DNA amplification and library preparation

At the molecular laboratory we first discarded the alcohol from the tubes and let the samples dry on large petri dishes with a sterile filter paper inside a fume hood for 3 h. Once dry, we incubated the samples in a lysis buffer (2 mL buffer ASL (Qiagen) + 250 µL proteinase K) for 14 h at 56 °C with a gentle rotation. Subsequently, we recovered the lysate and rinsed the arthropods with distilled water and 90% ethanol, and we stored them in 80% ethanol. We used 225 µL of the lysate to perform DNA extraction on a KingFisher Duo robot (Thermo Fisher Scientific) with the Cell & Tissue kit (Thermo Fisher Scientific), with an elution volume of 100 µL. We included lysis (empty vial with just lysis buffer incubated alongside the samples) and extraction (just for the robot part) blanks.

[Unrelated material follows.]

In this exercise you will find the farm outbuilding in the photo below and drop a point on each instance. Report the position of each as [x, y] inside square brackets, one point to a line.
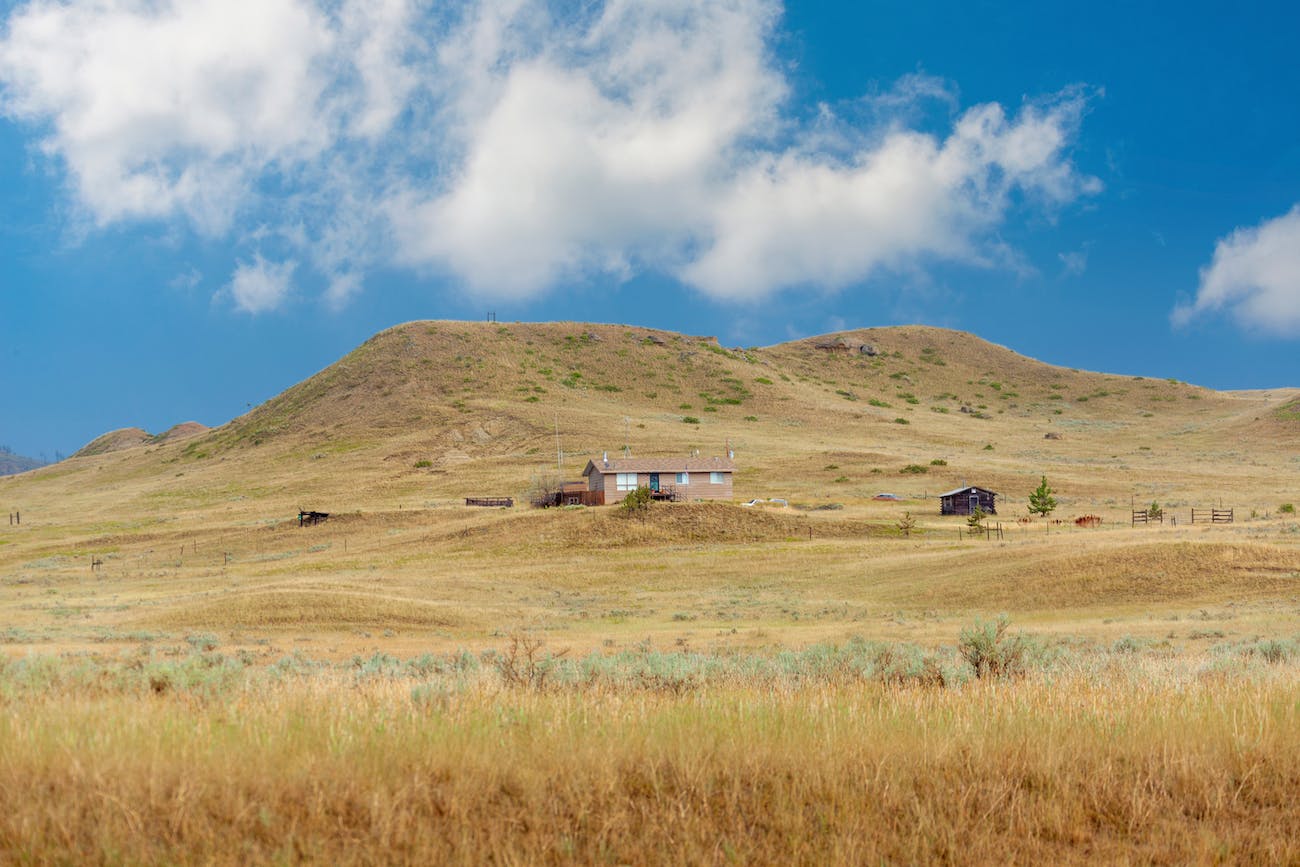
[672, 478]
[573, 494]
[963, 501]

As metabarcoding markers, we amplified two fragments of the mitochondrial cytochrome oxidase I (COI) and the 16S rRNA genes with the primers COIBF2-COIBR1 (Elbrecht & Leese, 2017) and Chiar16SF-Chiar16SR (Marquina et al., 2019b) respectively. Forward and reverse primers for both markers had attached an 8 bp tag at the 5’ end for sample multiplexing (Binladen et al., 2007) (see Table S4 for the multiplexing information). The PCR reactions consisted of one Illustra Hot Start Taq Mix RTG bead (GE Healthcare Life Sciences), 1 µL of each primer (10 nM), 2 µL DNA template and 21 µL of biology-grade water, for a final volume of 25 µL; the temperature protocol was as follows: initial DNA denaturation and Taq activation at 95 °C for 5 min, 40 cycles of denaturation at 95 °C for 30 s, annealing at 48/50 °C (COI/16S) for 45 s and extension at 68 °C for 45 s, and a final phase of extension at 72 °C for 10 min. We ran all PCRs in duplicated, and a blank was included in the batches of both markers. We confirmed PCR amplification in an agarose gel, pooled the replicates together, and measured DNA concentration using a Qubit 3.0 Fluorometer (Thermo Fisher Scientific) with the broad-range reagents. We discarded lysis, extraction and PCR blanks after not producing a visible band in the gels and returning undetectable values of DNA concentration. We then pooled the tagged PCR products equimolarly, and cleaned-up primers and primer dimers using MinElute columns (Qiagen). We prepared libraries with the TrueSeq PCR-free kit (Illumina). We visualized ligation products on a 2% agarose gel, cut the fragments of the desired length out of the gel, and purified them using the QIAquick gel extraction kit (Qiagen). We pooled the libraries to equimolar concentrations and sequenced them on a single Illumina MiSeq lane using 2 x 300 bp paired-end v3 chemistry run at SciLifeLab (National Genomics Infrastructure, Stockholm).